GORUCK has an official Club program that provides:

  • Official designation and community integration
  • Access to GORUCK community platform
  • Potential for partnerships and discounts
  • Support from GORUCK HQ

How to join:

  1. Establish your club (3+ months of consistent meetings)
  2. Build a regular group (5+ consistent members)
  3. Apply on GORUCK website: https://www.goruck.com/clubs/
  4. Get approved and receive official status

Benefits:

  • Your club appears on GORUCK Club app (people can find you)
  • Access to merchandise and discounts
  • Community recognition
  • Potential for official challenges

Practical Leadership Tips

Be reliable:

  • Never cancel unless there's severe weather
  • Show up 30 minutes early always
  • Keep to your stated time (don't drag people out extra hours)

Be inclusive:

  • Welcome all fitness levels
  • Don't make it cliquey
  • New people feel awkward; be extra friendly to them
  • No gatekeeping ("You have to have X fitness before joining")

Handle problems:

  • Someone is being annoying? Talk to them privately, not publicly
  • Someone is pushing people too hard? Redirect: "We're here for community, not competition"
  • People stopping showing up? Check in personally ("Haven't seen you in a few weeks, everything okay?")

Manage your own stress:

  • You don't have to lead every ruck forever
  • Delegate once you can
  • It's okay if some weeks suck (weather, low turnout, whatever)
  • Remember why you started (probably to ruck with others, not to be "the leader")

Common Mistakes to Avoid

Making it too hard too fast: Your first month's routes should be accessible. You can progress later.

Rigid rules: "You must bring exactly 35 lbs" will turn people away. Let people choose their load in early months.

Inconsistency: Canceling randomly or changing times kills a club. Consistency beats perfection.

Taking it too seriously: This is supposed to be fun. If you're stressed and your members see it, they'll leave.

Poor communication: If people don't know when/where, they won't show up. Over-communicate early.

Comparing to other clubs: Your club is your club. Don't judge it against GORUCK official events or other clubs. Build what works for your community.

Sample Club Logistics

Weekly Club Structure (Example):

Time: Saturday 8:00 AM Location: Central Park parking lot, start at park entrance Distance: 4-5 miles (same route every week for first month, then rotate) Load: Members choose (30-45 lbs is standard range) Pace: Conversational (easy) Duration: 1.5-2 hours including socializing after

Pre-meeting: Post in group chat Thursday evening ("Tomorrow 8am. Weather looks good. See you there!")
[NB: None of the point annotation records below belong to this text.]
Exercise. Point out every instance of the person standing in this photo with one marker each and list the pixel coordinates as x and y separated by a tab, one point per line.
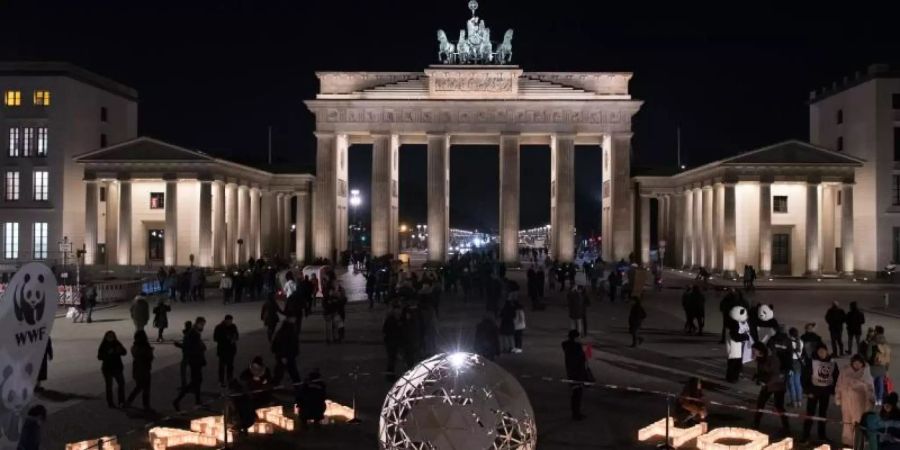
110	353
819	378
195	352
855	320
576	372
771	379
142	366
226	336
855	395
161	317
140	312
836	317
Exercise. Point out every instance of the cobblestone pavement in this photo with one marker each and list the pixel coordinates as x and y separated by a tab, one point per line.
78	410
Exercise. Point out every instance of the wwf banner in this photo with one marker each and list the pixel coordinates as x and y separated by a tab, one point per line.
27	309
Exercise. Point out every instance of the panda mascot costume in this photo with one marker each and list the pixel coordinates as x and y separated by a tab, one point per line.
766	325
737	342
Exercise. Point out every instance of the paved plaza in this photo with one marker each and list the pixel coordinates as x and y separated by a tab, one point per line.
668	357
Meeting: Lead from front, keep pace moderate, stop halfway, regroup at end

Post-meeting: 15 minutes of sitting/standing around chatting, optional coffee run, exchange contact info with new people

Growing Your Club's Reach

Month 1-2: Word of mouth, social media posts, invite friends

Month 3-4:

  • Apply for GORUCK Club status
  • Post on Meetup
  • Get listed on local running store bulletin boards
  • Mention in local Facebook groups

Month 5+:

  • Host special events (longer rucks, guest leaders, partner with charities)
  • Partner with local organizations
  • If you want: monetize (charge small fee for t-shirt, fund social events)

Most clubs stay small and local. That's fine. Quality over quantity.

Equipment You'll Need

Minimal:

  • Whistle (backup communication)
  • Phone with route/map
  • Water bottle

Nice to have:

  • First aid kit (for blisters)
  • Copies of route printout
  • Sign-up sheet or email list
  • Club t-shirt or logo (identity, motivation)

Budget: $0-500 to start, depending on whether you want branded shirts.

The Real Reason to Start a Club

Starting a ruck club isn't about being a leader or building something big. It's about creating a space where people who want to ruck together can do it.

That's it. Show up, lead a route, be welcoming, and repeat.

The community builds itself.

Prices and logistics current as of February 2026.